リツイート著作者人格権侵害問題についての誤解を解消するためのまとめ
先日、記事を書いた、リツイートが著作者人格権を侵害し得るということが最高裁で確定した件ですが、事案が比較的複雑で一般メディアも完全に説明しきれていない感があり、かつ、私も(知財高裁判決と最高裁判決で)記事を分けて書いてしまったため、世間に多少の誤解が見られるようです(たとえば、「リツイートされるのがいやならツイッター使うな」というのは状況をまったく理解していない意見です)。
わかりやすくするために、この記事1本で重要ポイントだけをまとめてみました。
関係者
職業写真家A:ウェブサイトでサンプルを公開して写真を売っています。この方はツイッターユーザーではありません。ブログ(直リンは貼りません)を見るとわかりますが、著作権には大変厳しい方のようでこれ以外にも数多くの侵害訴訟を提起しています。
ツイート者B:職業写真家Aのサンプル写真を勝手に使ってツイートをしたユーザーです(実際には複数います)。
リツイート者C:上記のツイートをリツイートしたユーザーです(実際には複数います)。
ツイッター社:ツイッターのサービスの運営元(米国本社と日本法人)です。
職業写真家Aさんは、自分の写真がツイッターで勝手に使われたのを知り、ツイート者Bとリツイート者Cを訴えようと思いましたが、匿名ユーザーだったので身元がわからず提訴できません。そのため、プロバイダー責任制限法によりBとCの発信者情報開示を求めてツイッター社を訴えて地裁→知財高裁→最高裁と来たのが今回の一例の裁判です。これらの裁判ではBとCは被告でも原告でもありません。

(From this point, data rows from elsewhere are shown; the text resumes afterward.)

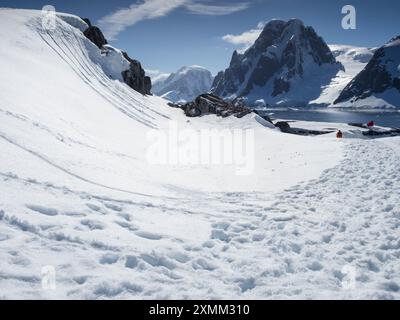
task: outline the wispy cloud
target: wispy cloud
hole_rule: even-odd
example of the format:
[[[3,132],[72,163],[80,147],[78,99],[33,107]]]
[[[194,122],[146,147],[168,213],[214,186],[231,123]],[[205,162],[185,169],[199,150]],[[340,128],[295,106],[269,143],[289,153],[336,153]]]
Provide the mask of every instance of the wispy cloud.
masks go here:
[[[219,6],[191,2],[185,4],[186,9],[190,13],[210,16],[223,16],[232,14],[235,12],[246,10],[249,6],[250,3],[248,2]]]
[[[222,37],[222,40],[234,44],[240,49],[246,50],[254,44],[257,38],[260,36],[262,30],[264,29],[265,23],[260,22],[256,28],[247,30],[241,34],[227,34]]]
[[[143,20],[157,19],[168,15],[178,8],[185,8],[187,12],[197,15],[228,15],[247,9],[248,2],[229,5],[211,5],[198,0],[142,0],[119,9],[99,20],[106,37],[114,40],[126,28]]]
[[[103,17],[100,19],[99,24],[106,37],[113,40],[129,26],[133,26],[142,20],[164,17],[184,5],[186,1],[144,0],[141,3],[132,4],[129,8],[117,10]]]

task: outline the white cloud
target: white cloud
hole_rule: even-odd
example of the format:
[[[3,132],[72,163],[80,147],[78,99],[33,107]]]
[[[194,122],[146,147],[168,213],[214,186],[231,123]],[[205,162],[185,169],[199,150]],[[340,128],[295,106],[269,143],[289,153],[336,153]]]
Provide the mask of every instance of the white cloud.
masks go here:
[[[186,9],[193,14],[211,15],[211,16],[223,16],[232,14],[235,12],[243,11],[250,6],[248,2],[237,3],[232,5],[208,5],[201,3],[187,3]]]
[[[227,34],[222,37],[222,40],[240,47],[241,50],[245,50],[254,44],[264,29],[264,26],[265,23],[260,22],[255,29],[250,29],[237,35]]]
[[[120,9],[100,19],[99,24],[110,40],[127,27],[133,26],[142,20],[163,17],[176,8],[181,7],[187,0],[144,0],[132,4],[129,8]]]
[[[189,13],[198,15],[228,15],[250,6],[249,3],[232,5],[210,5],[197,0],[142,0],[128,8],[119,9],[99,20],[99,25],[106,38],[115,40],[126,28],[143,21],[161,18],[178,8],[185,8]]]

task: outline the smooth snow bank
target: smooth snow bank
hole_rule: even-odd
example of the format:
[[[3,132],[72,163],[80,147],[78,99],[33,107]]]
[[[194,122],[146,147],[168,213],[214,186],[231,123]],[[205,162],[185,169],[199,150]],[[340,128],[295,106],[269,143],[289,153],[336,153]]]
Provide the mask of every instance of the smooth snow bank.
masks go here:
[[[330,45],[329,48],[344,68],[331,79],[330,83],[323,88],[321,95],[310,104],[334,107],[333,102],[350,81],[365,68],[373,57],[375,49],[348,45]]]
[[[189,120],[110,79],[62,19],[0,25],[0,299],[399,298],[398,139]],[[254,173],[150,165],[147,133],[171,123],[253,129]]]
[[[271,132],[249,117],[188,120],[164,100],[144,97],[110,79],[117,78],[118,68],[112,68],[116,74],[107,68],[114,61],[117,66],[123,63],[119,50],[101,55],[78,29],[61,19],[57,19],[56,30],[47,32],[42,28],[40,12],[5,10],[1,19],[6,27],[0,30],[0,117],[4,123],[0,134],[9,141],[10,148],[11,143],[25,148],[30,159],[45,159],[46,167],[62,169],[50,177],[46,169],[32,166],[27,170],[21,163],[13,167],[16,174],[23,171],[25,177],[45,178],[57,184],[90,181],[146,194],[174,195],[180,189],[277,191],[318,177],[341,158],[337,141],[327,140],[322,146],[310,144],[308,138]],[[9,32],[9,28],[15,32]],[[253,129],[254,173],[239,177],[234,174],[235,167],[223,165],[149,165],[148,133],[152,129],[168,133],[170,120],[179,129]],[[286,147],[280,148],[282,145]],[[327,150],[335,150],[335,156],[321,159],[318,152]],[[298,155],[307,159],[304,168],[299,164],[302,170],[293,165]],[[275,160],[271,163],[268,158]]]

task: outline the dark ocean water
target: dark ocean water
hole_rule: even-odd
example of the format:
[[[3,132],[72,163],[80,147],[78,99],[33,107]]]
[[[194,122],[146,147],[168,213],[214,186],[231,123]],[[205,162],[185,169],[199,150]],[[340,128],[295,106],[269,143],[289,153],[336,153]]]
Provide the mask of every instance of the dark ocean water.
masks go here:
[[[268,109],[263,113],[274,119],[305,120],[336,123],[367,123],[371,120],[378,126],[400,128],[400,111],[357,111],[357,110],[304,110]]]

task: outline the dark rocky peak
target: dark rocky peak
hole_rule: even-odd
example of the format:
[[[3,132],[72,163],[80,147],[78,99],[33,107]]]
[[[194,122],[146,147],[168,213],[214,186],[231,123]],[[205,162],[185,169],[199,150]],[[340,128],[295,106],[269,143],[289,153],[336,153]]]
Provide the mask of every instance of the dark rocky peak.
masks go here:
[[[272,89],[259,98],[276,97],[289,92],[290,81],[302,77],[306,68],[323,64],[336,64],[336,59],[312,27],[299,19],[272,20],[249,49],[243,54],[233,53],[229,68],[215,78],[212,92],[235,98],[268,87]],[[319,89],[316,87],[315,92]]]
[[[141,94],[151,94],[151,78],[146,76],[141,63],[129,57],[126,52],[122,54],[130,63],[130,68],[122,72],[124,82]]]
[[[88,18],[84,18],[88,28],[84,31],[84,35],[92,43],[94,43],[99,49],[108,52],[110,48],[107,48],[107,40],[104,37],[102,31],[93,26]],[[151,79],[147,77],[144,69],[139,61],[129,57],[126,52],[122,52],[122,55],[129,62],[129,69],[122,72],[122,78],[124,82],[131,87],[133,90],[141,94],[151,94]]]
[[[83,32],[86,38],[92,41],[99,49],[101,49],[104,45],[108,44],[100,28],[93,26],[88,18],[84,18],[83,21],[85,21],[86,24],[89,26]]]

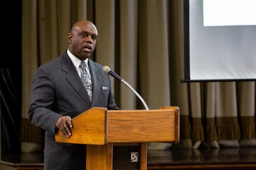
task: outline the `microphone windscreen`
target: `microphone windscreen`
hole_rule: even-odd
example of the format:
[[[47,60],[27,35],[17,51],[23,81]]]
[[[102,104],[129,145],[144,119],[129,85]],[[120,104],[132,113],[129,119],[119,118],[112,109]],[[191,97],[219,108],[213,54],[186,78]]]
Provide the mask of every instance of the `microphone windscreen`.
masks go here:
[[[105,66],[103,67],[103,71],[105,71],[106,73],[108,73],[110,70],[110,69],[107,66]]]

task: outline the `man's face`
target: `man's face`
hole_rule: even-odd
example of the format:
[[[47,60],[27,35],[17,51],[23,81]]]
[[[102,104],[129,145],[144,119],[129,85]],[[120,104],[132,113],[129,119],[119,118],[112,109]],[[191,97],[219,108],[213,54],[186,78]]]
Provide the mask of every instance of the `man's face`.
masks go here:
[[[86,21],[79,23],[68,34],[69,49],[75,57],[84,60],[94,50],[97,36],[97,31],[93,24]]]

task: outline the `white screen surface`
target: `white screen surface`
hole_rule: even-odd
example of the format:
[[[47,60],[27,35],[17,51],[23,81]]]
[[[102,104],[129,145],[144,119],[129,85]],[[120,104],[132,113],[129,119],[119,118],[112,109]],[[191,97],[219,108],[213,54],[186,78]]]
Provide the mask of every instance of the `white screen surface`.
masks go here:
[[[256,79],[256,25],[205,27],[203,0],[189,5],[190,77],[185,79]]]
[[[204,26],[256,25],[255,0],[203,0]]]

発信者情報の開示には何らかの権利侵害があることが前提となるので、ツイート者Bとリツイート者Cがそれぞれ、職業写真家Aの著作財産権(狭義の著作権)と著作者人格権を侵害したかどうかが主な争点となりました。
地裁判決の骨子
- ツイート者Bは、職業写真家Aの著作財産権(複製権と公衆送信権)を侵害した(これは当たり前)。
- リツイート者Cは、職業写真家Aの著作財産権(複製権と公衆送信権)を侵害していない(リツイートはシステム的にはリンクを貼るだけであって、複製もしていないから)。
- ゆえに、ツイッター社は職業写真家Aにツイート者Bのメアドを開示せよ(リツイート者Cのメアドは開示しなくてよい)。
※ 他に開示情報はメアドに限定され、最新のログインIPアドレスは開示対象ではないという話もあるのですが、やや別論なので以降の議論は省略します。
知財高裁判決の骨子
- リツイート者Cは、職業写真家Aの著作財産権(複製権と公衆送信権)を侵害していないが、著作者人格権(同一性保持権と氏名表示権)を侵害する(リツイートにより写真の上下が欠けて表示されたから)。
- ゆえに、ツイッター社はAにBとCのメアドを開示せよ。
最高裁判決の骨子
- リツイート者Cは、職業写真家Aの著作者人格権(少なくとも氏名表示権)を侵害する。
- ゆえに、ツイッター社は職業写真家Aにリツイート者Cのメアドを開示せよ(Bのメアドを開示することは知財高裁で確定済です)。
この後は、おそらくは、開示された情報を元に職業写真家AがBとCを著作権侵害訴訟で訴えることになると思いますが、開示されたメアドが捨てアドだったりすると身元特定が困難な可能性があります。また、著作権侵害訴訟で(Bはともかく)Cの故意・過失が認められるかどうかは微妙なので、損害賠償が認められるかどうかも微妙なところだと思います(私見)。
他人のツイートをリツイートしただけの人が、ツイッター社のシステムの都合によって著作者人格権を侵害することになってしまう(それがいやなら、写真を含むツイートをリツイートする場合にはその写真の著作権者(元ツイート主とは限りません)を調べて「あなたの写真がリツイートによって欠けて表示されますけどいいですね?」と確認を取るべきである)というちょっと違和感があり、かつ、影響力も大きい判決なので、多くの方に議論していただきたいと思っていますが、上記の前提を踏まえた上での議論を進めていただきたいと思います。